It all started with a simple sandwich.

Anastacia Marx de Salcedo

(Penguin/ Random House)

“One day I was sitting there putting together a sandwich for my kids, feeling kind of virtuous and then I started to think about the ingredients of the sandwich and I realized that they really weren’t very healthy or fresh and that got me started doing some research on the individual ingredients,” said Anastacia Marx de Salcedo.

What she found was at the origin of two of them – the supermarket bread and the packaged deli meat there was an obscure U.S. Army base – the Natick Soldier Systems Center.

“And I asked myself – hmm, what’s the Army doing in our food?”

That led her to start a multi-year research project that became her book Combat Ready Kitchen.

“In the book I give a tour of the supermarket,” said Marx de Salcedo. “I go through the sections and I can find usually several influences in each section from produce where you have the modified atmosphere packaging that is used for salads and greens to refrigerated guacamole to the meat department to the center of the supermarket.”

“In this ordinary office suite west of Boston, for reason that have nothing to do with your health and well-being, your tastes and preferences, or your pocketbook, a group of men and women choose the techniques that are used to manufacture practically everything you now eat – and are choosing everything you will eat in the future. Anastacia Marx de Salcedo, Combat Ready Kitchen

That’s where you hit the jackpot.
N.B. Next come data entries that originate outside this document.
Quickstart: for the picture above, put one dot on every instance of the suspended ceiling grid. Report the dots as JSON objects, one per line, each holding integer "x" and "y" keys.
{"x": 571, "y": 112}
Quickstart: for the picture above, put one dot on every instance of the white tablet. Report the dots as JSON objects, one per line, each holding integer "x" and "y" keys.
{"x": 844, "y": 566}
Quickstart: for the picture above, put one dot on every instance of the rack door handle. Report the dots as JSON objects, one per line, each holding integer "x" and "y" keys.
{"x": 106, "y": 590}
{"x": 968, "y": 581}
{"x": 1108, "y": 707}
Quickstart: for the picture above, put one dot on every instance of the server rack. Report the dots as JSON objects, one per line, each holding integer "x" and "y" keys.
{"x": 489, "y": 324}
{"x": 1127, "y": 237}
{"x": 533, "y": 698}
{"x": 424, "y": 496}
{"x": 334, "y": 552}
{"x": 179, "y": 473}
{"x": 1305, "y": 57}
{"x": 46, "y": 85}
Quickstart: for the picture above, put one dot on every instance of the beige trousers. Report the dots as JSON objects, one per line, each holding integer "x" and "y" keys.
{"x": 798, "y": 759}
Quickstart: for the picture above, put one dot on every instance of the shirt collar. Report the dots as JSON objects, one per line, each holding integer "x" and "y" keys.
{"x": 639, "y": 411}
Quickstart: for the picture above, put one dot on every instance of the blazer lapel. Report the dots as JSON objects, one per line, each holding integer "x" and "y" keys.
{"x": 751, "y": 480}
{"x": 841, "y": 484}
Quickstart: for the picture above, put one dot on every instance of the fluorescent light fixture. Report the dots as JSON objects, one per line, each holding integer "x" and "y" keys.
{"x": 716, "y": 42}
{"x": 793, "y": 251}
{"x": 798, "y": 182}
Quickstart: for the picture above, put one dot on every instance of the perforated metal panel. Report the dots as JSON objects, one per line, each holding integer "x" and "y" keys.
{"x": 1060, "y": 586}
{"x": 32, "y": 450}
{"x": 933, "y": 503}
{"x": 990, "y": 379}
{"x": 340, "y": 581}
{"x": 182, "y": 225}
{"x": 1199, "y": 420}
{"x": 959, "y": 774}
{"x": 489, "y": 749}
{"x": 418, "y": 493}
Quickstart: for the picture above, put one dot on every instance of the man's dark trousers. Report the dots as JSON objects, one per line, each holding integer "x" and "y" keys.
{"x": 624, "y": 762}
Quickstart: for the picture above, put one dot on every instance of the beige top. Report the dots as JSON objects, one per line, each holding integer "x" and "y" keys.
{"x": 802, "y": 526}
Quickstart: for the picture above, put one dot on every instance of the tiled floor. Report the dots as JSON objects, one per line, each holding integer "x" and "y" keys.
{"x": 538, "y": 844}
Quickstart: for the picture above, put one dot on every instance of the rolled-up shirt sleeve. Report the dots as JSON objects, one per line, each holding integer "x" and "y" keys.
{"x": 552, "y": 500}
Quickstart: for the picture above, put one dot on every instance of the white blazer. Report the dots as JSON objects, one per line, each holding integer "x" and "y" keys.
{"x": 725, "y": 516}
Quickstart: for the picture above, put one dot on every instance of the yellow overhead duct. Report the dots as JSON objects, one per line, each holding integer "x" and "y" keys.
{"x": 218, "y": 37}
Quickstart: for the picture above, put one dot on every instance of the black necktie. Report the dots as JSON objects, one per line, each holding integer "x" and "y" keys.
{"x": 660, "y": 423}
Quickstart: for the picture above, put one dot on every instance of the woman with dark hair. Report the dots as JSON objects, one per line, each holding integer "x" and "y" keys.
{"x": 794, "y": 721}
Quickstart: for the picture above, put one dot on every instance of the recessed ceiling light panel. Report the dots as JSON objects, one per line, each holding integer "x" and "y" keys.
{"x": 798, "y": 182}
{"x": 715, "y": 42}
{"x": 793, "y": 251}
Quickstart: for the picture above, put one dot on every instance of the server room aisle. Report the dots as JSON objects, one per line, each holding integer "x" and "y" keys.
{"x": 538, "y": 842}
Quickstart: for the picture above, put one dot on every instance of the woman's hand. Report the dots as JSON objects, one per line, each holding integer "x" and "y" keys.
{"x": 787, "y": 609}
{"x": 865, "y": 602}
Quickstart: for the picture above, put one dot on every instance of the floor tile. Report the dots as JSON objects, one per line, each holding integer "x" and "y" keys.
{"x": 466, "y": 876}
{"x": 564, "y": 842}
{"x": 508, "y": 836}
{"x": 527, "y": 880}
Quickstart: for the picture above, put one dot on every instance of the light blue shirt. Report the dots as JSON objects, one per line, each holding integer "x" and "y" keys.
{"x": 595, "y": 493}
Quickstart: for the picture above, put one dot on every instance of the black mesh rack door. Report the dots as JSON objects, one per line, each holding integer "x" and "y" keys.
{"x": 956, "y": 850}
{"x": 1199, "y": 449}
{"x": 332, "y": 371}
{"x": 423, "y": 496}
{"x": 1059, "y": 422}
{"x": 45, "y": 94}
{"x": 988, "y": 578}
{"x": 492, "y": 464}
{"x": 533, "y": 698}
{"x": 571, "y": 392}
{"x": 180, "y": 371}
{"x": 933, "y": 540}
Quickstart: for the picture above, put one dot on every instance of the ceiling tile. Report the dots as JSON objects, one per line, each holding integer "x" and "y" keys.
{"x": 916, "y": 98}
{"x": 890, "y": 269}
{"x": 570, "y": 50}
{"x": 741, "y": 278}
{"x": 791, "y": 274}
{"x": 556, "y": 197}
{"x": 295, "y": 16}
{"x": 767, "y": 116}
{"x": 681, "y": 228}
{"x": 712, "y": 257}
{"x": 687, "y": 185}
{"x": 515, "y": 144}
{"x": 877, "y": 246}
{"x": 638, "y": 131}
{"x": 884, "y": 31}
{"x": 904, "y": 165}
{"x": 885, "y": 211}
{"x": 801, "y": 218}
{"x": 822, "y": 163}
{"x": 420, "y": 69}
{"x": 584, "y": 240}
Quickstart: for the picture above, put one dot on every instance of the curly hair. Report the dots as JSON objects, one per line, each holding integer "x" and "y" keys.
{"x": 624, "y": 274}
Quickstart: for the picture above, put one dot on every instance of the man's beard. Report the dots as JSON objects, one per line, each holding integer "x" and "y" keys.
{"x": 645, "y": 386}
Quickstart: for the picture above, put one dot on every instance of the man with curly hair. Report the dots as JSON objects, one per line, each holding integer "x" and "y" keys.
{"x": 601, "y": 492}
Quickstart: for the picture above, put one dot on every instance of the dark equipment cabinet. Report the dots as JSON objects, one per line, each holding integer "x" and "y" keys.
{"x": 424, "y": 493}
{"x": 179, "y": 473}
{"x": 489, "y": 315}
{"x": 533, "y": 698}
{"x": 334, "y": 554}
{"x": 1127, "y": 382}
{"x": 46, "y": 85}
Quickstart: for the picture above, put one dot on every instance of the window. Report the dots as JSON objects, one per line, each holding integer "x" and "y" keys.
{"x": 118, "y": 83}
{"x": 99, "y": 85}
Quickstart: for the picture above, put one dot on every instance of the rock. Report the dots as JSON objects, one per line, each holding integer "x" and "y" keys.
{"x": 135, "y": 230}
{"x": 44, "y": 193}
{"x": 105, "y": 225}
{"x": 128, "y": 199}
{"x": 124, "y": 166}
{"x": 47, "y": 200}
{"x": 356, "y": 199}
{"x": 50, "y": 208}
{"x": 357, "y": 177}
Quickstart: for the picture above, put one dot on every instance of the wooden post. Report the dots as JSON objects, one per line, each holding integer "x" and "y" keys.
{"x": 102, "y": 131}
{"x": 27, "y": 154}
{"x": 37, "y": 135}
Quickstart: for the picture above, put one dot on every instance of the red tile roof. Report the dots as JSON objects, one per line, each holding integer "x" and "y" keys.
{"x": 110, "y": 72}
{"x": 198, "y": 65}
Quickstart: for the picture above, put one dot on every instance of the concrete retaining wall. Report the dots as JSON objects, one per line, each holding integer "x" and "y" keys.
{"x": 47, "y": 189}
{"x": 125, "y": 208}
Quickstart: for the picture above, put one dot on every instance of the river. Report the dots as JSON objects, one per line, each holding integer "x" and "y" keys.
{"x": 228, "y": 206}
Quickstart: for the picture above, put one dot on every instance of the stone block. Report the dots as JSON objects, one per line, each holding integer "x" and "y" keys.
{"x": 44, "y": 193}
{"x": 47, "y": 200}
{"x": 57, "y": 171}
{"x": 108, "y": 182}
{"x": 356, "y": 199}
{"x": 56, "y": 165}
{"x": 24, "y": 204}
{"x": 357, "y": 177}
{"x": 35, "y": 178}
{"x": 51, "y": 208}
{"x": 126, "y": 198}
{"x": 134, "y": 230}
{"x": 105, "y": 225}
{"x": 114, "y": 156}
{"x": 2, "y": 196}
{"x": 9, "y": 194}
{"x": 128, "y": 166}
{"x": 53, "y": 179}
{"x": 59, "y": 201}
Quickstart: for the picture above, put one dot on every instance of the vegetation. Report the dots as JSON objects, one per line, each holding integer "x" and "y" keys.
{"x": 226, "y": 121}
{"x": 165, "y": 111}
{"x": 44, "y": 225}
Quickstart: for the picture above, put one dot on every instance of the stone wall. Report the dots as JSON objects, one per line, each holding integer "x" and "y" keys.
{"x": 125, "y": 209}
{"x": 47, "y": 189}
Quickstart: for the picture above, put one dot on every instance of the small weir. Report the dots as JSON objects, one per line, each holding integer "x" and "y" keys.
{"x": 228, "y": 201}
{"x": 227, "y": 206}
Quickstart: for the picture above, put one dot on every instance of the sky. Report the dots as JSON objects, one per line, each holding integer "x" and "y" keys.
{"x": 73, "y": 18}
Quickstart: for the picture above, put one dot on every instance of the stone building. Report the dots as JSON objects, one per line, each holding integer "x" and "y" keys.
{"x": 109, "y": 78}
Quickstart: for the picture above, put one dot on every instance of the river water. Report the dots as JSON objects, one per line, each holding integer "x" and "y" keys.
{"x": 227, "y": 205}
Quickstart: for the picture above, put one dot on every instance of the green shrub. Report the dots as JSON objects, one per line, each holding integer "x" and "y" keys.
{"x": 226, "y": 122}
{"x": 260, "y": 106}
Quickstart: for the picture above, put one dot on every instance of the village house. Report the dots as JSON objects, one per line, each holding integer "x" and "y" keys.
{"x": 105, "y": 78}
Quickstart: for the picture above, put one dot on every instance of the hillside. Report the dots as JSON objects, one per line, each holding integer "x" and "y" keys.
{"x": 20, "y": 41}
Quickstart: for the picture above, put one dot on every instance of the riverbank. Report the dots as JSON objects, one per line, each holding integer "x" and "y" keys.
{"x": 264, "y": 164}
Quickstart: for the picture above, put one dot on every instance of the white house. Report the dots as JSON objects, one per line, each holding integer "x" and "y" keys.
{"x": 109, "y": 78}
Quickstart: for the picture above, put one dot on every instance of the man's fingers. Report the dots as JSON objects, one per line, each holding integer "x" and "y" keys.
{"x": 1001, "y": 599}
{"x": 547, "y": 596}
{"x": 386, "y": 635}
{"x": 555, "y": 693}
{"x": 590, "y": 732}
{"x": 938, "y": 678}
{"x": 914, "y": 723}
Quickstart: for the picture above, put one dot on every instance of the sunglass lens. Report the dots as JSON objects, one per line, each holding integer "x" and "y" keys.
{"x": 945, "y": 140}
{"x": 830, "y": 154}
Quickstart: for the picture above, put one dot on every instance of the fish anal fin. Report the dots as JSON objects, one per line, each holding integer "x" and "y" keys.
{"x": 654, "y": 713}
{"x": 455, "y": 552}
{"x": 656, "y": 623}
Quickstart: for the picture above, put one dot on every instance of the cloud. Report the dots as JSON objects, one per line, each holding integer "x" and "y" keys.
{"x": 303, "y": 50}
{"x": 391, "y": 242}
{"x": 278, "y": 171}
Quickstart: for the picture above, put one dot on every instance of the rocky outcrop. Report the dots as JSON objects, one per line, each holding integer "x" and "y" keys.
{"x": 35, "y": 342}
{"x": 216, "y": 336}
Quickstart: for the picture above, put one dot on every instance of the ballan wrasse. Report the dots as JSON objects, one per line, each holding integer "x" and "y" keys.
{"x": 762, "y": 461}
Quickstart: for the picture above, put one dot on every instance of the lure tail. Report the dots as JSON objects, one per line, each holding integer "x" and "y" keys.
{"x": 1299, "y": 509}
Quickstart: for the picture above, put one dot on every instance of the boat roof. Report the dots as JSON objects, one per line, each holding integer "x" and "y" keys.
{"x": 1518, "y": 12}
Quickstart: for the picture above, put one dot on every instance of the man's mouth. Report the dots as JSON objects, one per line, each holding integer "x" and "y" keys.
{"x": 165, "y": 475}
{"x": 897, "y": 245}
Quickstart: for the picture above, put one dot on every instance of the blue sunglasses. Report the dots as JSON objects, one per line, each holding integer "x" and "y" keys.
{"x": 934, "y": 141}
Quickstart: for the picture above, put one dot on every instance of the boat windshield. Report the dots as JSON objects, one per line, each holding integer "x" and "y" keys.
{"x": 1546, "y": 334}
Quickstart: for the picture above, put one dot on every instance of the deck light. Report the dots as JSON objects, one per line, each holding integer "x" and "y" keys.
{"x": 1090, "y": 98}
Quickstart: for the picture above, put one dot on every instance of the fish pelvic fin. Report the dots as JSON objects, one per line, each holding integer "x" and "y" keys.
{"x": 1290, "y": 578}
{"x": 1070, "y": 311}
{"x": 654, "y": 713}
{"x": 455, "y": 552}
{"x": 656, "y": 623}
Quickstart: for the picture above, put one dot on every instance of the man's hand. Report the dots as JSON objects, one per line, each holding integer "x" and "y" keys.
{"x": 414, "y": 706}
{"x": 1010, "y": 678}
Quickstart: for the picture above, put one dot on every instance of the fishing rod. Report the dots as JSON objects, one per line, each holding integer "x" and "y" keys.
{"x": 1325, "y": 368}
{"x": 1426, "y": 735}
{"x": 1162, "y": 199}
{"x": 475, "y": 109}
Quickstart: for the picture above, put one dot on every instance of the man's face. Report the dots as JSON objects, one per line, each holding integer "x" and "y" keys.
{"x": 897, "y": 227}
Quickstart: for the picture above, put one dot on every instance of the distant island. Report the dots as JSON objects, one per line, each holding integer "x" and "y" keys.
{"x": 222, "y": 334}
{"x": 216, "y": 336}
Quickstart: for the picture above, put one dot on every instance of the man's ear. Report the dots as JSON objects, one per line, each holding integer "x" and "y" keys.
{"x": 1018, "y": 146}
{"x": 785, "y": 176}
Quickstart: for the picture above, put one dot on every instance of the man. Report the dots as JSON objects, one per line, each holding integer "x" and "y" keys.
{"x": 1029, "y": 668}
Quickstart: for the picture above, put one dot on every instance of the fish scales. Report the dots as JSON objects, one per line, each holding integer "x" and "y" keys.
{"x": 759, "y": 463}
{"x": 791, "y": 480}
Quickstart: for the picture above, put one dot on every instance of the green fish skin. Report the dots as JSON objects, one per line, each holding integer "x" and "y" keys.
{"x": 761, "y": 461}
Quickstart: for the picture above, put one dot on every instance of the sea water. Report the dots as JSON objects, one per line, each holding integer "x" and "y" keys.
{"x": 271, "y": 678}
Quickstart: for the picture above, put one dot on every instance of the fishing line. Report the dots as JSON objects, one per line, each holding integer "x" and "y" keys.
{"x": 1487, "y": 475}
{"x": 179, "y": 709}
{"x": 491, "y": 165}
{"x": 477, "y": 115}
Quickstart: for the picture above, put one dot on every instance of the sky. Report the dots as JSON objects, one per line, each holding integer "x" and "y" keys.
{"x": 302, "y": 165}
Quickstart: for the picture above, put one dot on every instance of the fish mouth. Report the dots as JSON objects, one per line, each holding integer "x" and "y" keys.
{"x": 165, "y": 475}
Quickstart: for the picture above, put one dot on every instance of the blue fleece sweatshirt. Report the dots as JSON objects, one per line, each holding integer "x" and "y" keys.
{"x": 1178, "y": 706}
Canned goods, instant coffee, instant soups, baking mixes, energy and granola bars, bakery items that are soft and chew at room temperature – the list goes on and on. In short, you can add almost anything with a long shelf life to that list.

The relationship Marx de Salcedo finds is complicated. On the one hand the military research was instrumental in the development of some crucial aspects of food safety but at the same time…

“I think one of the issues is this: the army is developing these rations which are intended to be eaten for a short period of time in extreme conditions,” said Marx de Salcedo.

Thus, she says they pack in the calories and nutrients any way possible. “And that’s fine when you’re at war, but when you take these same values that are emphasized in those foods and apply them to consumer foods, then you end up consuming things that may not be healthy when eaten over the long term.”